Kita jaga alam, alam jaga kita. Entah kapan dan di mana saya mendengar pertama kali slogan itu. Saya benar-benar lupa. Kata-kata tersebut tidak memiliki arti bagi saya, karena saya merasa tidak tinggal di pegunungan. Saya juga bukan orang yang hidup di pesisir pantai. Saya tinggal di daerah yang kata orang perkotaan. Jadi, saya tidak menganggap kalau slogan itu berhubungan dengan saya.
Entah karena polos atau bodoh, saya tidak menganggap kota saya tinggal sebagai alam. Seperti halnya waktu SD, saat guru memberikan tugas untuk menggambar alam, saya pasti akan menggambar gunung dan sawah. Saya tidak pernah menggambar sebuah kota.
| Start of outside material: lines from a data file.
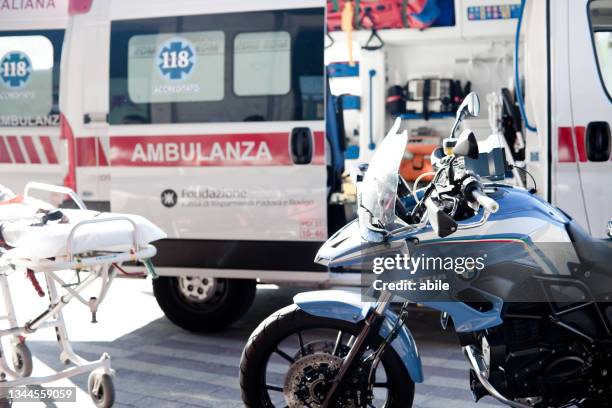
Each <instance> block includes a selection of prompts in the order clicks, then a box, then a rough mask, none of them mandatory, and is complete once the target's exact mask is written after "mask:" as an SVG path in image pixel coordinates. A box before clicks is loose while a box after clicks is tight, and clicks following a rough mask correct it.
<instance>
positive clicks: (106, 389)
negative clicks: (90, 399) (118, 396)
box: [87, 371, 115, 408]
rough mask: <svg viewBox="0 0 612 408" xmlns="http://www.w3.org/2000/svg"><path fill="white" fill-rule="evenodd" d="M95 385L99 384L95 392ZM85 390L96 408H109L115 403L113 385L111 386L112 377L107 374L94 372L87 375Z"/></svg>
mask: <svg viewBox="0 0 612 408" xmlns="http://www.w3.org/2000/svg"><path fill="white" fill-rule="evenodd" d="M96 383H99V386H98V387H97V388H98V389H97V390H95V389H94V387H95V386H96ZM87 390H88V391H89V396H90V397H91V400H92V401H93V403H94V405H95V406H96V407H98V408H110V407H112V406H113V404H114V403H115V385H114V384H113V377H111V376H110V375H109V374H102V373H100V372H96V371H94V372H92V373H91V374H89V379H88V380H87Z"/></svg>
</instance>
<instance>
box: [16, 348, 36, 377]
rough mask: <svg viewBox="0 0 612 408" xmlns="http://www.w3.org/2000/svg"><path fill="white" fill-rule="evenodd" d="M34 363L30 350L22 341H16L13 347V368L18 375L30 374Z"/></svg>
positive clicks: (25, 375)
mask: <svg viewBox="0 0 612 408" xmlns="http://www.w3.org/2000/svg"><path fill="white" fill-rule="evenodd" d="M33 367H34V363H33V362H32V352H31V351H30V349H29V348H28V346H26V345H25V344H23V343H17V344H16V345H15V346H14V348H13V368H14V369H15V372H16V373H17V374H18V375H19V376H20V377H29V376H30V375H32V369H33Z"/></svg>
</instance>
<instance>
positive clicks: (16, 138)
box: [6, 136, 26, 164]
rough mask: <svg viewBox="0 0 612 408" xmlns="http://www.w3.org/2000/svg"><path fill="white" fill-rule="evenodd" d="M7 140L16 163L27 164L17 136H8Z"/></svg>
mask: <svg viewBox="0 0 612 408" xmlns="http://www.w3.org/2000/svg"><path fill="white" fill-rule="evenodd" d="M6 140H7V141H8V143H9V148H10V149H11V153H12V154H13V160H14V161H15V163H20V164H21V163H25V162H26V161H25V157H23V152H22V151H21V146H19V141H18V140H17V136H7V137H6Z"/></svg>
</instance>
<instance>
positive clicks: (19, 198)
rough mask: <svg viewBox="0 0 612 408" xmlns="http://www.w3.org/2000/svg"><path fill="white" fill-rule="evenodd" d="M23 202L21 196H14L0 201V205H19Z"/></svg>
mask: <svg viewBox="0 0 612 408" xmlns="http://www.w3.org/2000/svg"><path fill="white" fill-rule="evenodd" d="M22 202H23V196H22V195H21V194H18V195H16V196H15V197H13V198H10V199H8V200H4V201H0V205H2V204H20V203H22Z"/></svg>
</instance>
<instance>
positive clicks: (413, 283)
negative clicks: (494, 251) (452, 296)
mask: <svg viewBox="0 0 612 408" xmlns="http://www.w3.org/2000/svg"><path fill="white" fill-rule="evenodd" d="M486 258H487V255H486V254H484V255H482V256H477V257H471V256H461V257H450V256H446V257H442V256H426V255H424V254H421V255H418V256H411V255H408V254H396V255H395V256H387V257H376V258H374V259H373V261H372V272H373V273H374V274H375V275H379V276H380V275H382V274H384V273H386V272H392V273H393V274H394V275H395V276H406V277H407V278H410V279H391V280H386V279H385V280H383V279H375V280H374V281H373V282H372V288H373V289H374V290H384V291H448V290H449V289H450V284H449V283H448V282H446V281H444V279H440V278H439V277H440V276H446V274H448V273H455V274H457V275H461V276H464V275H473V274H476V273H478V272H480V271H482V270H483V269H484V268H485V260H486ZM440 274H442V275H440ZM419 275H421V276H419ZM419 277H420V278H421V279H415V278H419Z"/></svg>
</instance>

Suatu ketika saya bertemu dengan kawan dari Suku Baduy di Provinsi Banten. Dia bercerita bagaimana kehidupan mereka di pedalaman dan di akhir pembicaraan, dia mengatakan hal yang sama. Kita jaga alam, alam jaga kita. Lagi-lagi meskipun saya terkagum-kagum dengan cerita bagaimana masyarakat Baduy hidup, slogan itu tidak berarti apa-apa untuk saya. Saya berpikir pada saat itu: iya pasti orang Baduy begitu, itu-kan karena mereka tinggal di pedalaman bukan tinggal di perkotaan.
Pada suatu acara lokakarya yang pernah saya hadiri, seorang pembicara dari pemerintahan dan akademisi sangat menggebu-gebu ketika berbicara tentang environmental sustainability, atau dalam terjemahan kasar bisa diartikan sebagai lingkungan yang berkelanjutan. Environmental sustainability ini ditekankan untuk meningkatkan daya saing dalam sektor pariwisata di Indonesia. Pada momen itu, saya kembali teringat dengan slogan “kita jaga alam, alam jaga kita”. Sayangnya, saya hanya mengingat tapi tidak memberikan arti apa-apa. Ya, tidak berarti karena saya tidak tinggal di daerah pariwisata dan saya bukan pengelola wisata. Jadi bahasan tentang Environmental Sustainability tidak menggetarkan hati saya.
Saya menduga ada banyak orang yang seperti saya. Bahkan mungkin sebagian besar orang-orang yang duduk di pemerintahan mengalami hal yang sama dengan saya. Ketika mendengar slogan “kita jaga alam, alam jaga kita”, itu hanya slogan. Tidak berarti apa-apa.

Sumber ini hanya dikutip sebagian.